As the decline in Ireland's residential property market continues, the analysis suggests that building companies across the country are now coming under significant financial pressure.

Spiralling oil prices, the increasing cost of building materials, rising labour costs and a fall-off in the value of construction contracts are all cited in the DKM report as posing a major threat to the future competitiveness of Ireland's construction industry.

As the one variable which can be controlled, however, the cost of labour is given special attention in the analysis, a copy of which has been seen by the Sunday Independent.

In a detailed examination of the earnings of Ireland's construction workers between 1997 and 2007, the report finds that the average hourly rate given to employees in the sector has more than doubled during that time.
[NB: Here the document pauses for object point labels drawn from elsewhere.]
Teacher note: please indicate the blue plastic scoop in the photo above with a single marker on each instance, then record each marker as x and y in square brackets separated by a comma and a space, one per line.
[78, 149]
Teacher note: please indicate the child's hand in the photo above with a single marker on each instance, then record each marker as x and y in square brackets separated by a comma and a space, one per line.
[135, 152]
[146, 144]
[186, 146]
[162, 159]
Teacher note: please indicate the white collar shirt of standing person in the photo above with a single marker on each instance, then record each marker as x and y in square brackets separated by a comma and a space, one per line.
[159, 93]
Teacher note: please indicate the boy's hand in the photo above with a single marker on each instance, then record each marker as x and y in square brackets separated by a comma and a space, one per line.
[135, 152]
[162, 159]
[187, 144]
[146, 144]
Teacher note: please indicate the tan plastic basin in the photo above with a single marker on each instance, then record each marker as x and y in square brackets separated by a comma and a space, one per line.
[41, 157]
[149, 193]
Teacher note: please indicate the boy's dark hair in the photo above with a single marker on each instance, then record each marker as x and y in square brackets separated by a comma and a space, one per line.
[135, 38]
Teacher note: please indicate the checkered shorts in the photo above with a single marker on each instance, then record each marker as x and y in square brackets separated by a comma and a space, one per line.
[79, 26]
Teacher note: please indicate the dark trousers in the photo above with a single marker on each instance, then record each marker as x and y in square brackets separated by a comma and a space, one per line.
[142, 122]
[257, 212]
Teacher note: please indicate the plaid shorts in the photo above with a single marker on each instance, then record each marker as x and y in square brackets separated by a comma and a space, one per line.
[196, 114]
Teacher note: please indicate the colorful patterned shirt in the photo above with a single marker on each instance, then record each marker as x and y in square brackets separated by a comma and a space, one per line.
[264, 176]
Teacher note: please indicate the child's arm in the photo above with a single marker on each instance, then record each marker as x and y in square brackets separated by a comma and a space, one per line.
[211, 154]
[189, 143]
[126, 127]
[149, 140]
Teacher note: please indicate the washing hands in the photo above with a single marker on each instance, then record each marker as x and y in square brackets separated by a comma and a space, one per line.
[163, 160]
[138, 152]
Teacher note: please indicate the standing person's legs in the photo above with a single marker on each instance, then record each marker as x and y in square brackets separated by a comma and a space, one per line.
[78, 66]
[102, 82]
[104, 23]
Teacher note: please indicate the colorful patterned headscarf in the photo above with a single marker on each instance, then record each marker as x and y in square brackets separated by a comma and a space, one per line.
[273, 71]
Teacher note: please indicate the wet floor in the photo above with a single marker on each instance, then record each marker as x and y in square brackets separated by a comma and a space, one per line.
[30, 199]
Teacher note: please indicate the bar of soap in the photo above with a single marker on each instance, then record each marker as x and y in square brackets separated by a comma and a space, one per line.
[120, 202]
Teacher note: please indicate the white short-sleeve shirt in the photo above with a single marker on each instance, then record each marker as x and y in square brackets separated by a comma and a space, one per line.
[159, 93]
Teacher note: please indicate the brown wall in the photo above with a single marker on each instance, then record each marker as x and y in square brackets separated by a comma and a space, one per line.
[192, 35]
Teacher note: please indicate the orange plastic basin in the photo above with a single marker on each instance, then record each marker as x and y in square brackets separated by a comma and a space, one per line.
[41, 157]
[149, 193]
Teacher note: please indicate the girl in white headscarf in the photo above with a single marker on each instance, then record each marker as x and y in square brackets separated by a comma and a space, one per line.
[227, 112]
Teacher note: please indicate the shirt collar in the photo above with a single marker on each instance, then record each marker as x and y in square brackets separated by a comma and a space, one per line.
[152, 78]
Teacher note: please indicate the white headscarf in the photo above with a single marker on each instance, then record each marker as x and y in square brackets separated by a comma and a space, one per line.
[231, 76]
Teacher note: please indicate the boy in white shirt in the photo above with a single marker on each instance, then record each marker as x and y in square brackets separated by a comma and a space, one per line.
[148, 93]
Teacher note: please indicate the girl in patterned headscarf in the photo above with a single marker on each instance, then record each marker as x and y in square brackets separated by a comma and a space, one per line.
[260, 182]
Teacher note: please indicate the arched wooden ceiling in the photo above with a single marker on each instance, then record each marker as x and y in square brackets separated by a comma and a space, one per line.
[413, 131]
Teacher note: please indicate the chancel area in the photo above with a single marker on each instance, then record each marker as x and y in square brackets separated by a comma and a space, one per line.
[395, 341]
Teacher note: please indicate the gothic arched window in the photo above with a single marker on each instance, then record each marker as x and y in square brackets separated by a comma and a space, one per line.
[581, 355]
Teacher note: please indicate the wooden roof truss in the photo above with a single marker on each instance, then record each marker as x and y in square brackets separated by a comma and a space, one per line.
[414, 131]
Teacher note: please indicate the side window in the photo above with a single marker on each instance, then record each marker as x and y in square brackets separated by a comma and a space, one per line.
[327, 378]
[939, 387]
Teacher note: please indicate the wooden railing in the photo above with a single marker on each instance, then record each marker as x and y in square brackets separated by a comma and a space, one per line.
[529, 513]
The CIF's case for a pay freeze is pressed home in the DKM report, with the authors noting major discrepancies between rates of pay given to construction workers here, compared to their peers in Germany and Spain.

While craft workers in Ireland earned an agreed hourly rate of €17.36 in 2006, their equivalents in Germany and Spain received €13.75 and €14.61 respectively.

Sunday Independent March 02 2008

Meanwhile SIPTU rejects call for building pay freeze

SIPTU has rejected a call by the Construction Industry Federation for a 12-month pay freeze and a 30% cut in entry rates for construction workers.

The union's general president, Jack O'Connor, said that the call from the Director General of the CIF, Tom Parlon, had the potential 'to turn building sites into battle grounds'.

He said that proposals such as those from the federation were 'neither morally justifiable nor economically advisable'.

Speaking on RTÉ Radio's Morning Ireland, Mr Parlon said the aim is to protect jobs in construction.

Mr O'Connor was speaking ahead of a meeting in Mullingar yesterday evening as part of a series of meetings in a campaign for equal treatment for agency workers in sectors such as construction.